Adario Strange
March 20, 2026

MAN AND ROBOTS: A weekly column from MARS Magazine on AI, Hollywood, and the future of work. 


🤖 AI Resurrects Val Kilmer One Year After Death

1. One of the sacred lines drawn between human actors and AI-generated avatars is being crossed, and it’s in the name of the late Val Kilmer (Heat, Batman Forever, Top Gun). Independent film As Deep As the Grave, directed by Coerte Voorhees, will feature an AI-generated version of Kilmer in one of the key roles. Kilmer, who died of throat cancer in April 2025, had been cast to work on the film years ago, but his medical issues hindered his involvement. Now Kilmer’s estate and family have authorized the production to use an AI-generated image and voice depicting the actor in various stages, young to old, during the film’s plot. “He always looked at emerging technologies with optimism as a tool to expand the possibilities of storytelling,” Mercedes Kilmer, Val Kilmer’s daughter, told Variety. “This spirit is something that we are all honoring within this specific film, of which he was an integral part.”

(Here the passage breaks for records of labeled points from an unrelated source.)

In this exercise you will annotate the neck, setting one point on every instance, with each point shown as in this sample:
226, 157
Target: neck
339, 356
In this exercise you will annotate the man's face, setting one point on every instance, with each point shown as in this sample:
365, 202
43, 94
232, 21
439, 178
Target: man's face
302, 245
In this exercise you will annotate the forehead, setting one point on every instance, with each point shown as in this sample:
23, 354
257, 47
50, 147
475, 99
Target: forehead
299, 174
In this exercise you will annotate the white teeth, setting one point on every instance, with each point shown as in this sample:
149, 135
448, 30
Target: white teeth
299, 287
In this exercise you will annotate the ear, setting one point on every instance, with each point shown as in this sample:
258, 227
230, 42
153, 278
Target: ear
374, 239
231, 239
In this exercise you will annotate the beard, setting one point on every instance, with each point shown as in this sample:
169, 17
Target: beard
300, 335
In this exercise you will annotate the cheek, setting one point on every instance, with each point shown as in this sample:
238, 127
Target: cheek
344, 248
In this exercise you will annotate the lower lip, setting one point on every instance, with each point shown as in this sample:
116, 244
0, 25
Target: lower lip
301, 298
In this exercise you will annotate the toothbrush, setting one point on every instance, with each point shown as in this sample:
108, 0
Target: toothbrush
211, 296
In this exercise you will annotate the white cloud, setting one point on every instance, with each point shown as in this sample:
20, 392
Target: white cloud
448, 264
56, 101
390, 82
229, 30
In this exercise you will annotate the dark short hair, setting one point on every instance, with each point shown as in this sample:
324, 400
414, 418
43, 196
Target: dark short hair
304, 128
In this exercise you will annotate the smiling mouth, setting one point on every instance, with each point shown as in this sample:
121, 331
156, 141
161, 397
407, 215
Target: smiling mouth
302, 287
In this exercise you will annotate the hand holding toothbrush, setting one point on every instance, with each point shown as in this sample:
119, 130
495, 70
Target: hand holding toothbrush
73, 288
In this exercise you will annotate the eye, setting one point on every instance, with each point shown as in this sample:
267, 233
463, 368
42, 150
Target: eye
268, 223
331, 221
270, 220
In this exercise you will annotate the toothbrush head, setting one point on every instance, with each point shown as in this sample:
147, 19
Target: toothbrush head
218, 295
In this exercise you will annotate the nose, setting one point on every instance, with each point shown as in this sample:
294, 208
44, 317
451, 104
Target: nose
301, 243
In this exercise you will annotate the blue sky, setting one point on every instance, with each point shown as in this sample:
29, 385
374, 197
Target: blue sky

Kilmer’s AI Stance: Prior to his death, Kilmer worked with AI audio startup Sonantic to help him deliver his lines in 2022’s Top Gun: Maverick. The producers are paying Kilmer’s estate for for the use of his likeness, and claim they are following SAG guidelines [PDF], but there will surely be some outrage regarding this AI version of Kilmer just one year after his passing.

Keep Watch: Sonantic was acquired by Spotify for $93 million in 2022, so keep an eye out for Spotify as an AI in Hollywood collaborator.


🔈 BMG Music vs. Anthropic

2. Earlier this week, music publisher BMG filed a lawsuit against Anthropic, the maker of the Claude chatbot, one of the chief competitors to OpenAI’s ChatGPT. “Anthropic made unauthorized copies of BMG’s works via BitTorrent, both by downloading and uploading BMG-owned works,” reads the lawsuit [PDF]. “As revealed in 2025 in another lawsuit against Anthropic, Anthropic downloaded, without the permission of copyright owners, millions of copies of copyrighted books via torrenting, using the BitTorrent protocol, from illegal pirate library sites.”

The lawsuit also name-checks Anthropic CEO Dario Amodei. “Anthropic used torrenting to obtain these files, instead of properly licensing copyrighted works, to avoid a ‘legal/practice/business slog,’ according to Anthropic co-founder and CEO Amodei.” The lawsuit, which is seeking millions in monetary damages, repeatedly mentions Anthropic’s $380 billion valuation.


🏀 WNBA Star Launches AI Clone, Fans Call Foul

3. As of this week, WNBA players have a new contract that will make them richer. But earlier this month, Los Angeles Sparks star Kelsey Plum demonstrated one of her side projects to extend her brand, and perhaps her bank account: an AI clone. The chatbot is called Kelsey’s Twin and can respond to fans in 20 languages. The chatbot was developed by Talk2MeTwins, a company founded by tech veteran Randy Adams, who worked with Steve Jobs at NeXT Computer in the ‘80s, invented Adobe’s PDF, and later co-founded Funny or Die.

Fan Reactions: Plum demonstrated the chatbot on her Instagram account, but even her most ardent fans expressed extremely negative reactions to the AI chatbot. The verdict was clear based on some of the most-liked comments: “Girl we love you, not the AI twin.” “Love KP, Hate AI.” “Love you diva, and can’t blame you for getting your bag. But AI is not it. 😭” “Kels you’re my absolute fav, but this is a big no.”

Despite those harsh reactions, the chatbot is easy to use, very well executed, and answered substantively (and convincingly, as virtual Plum), even when asked about touchy subjects like WNBA pay. Even when queried in Japanese, the chatbot doesn’t miss a step and engages in natural conversation while maintaining Plum’s voice. Nevertheless, it’s the fans who will decide if this AI clone lives, or not.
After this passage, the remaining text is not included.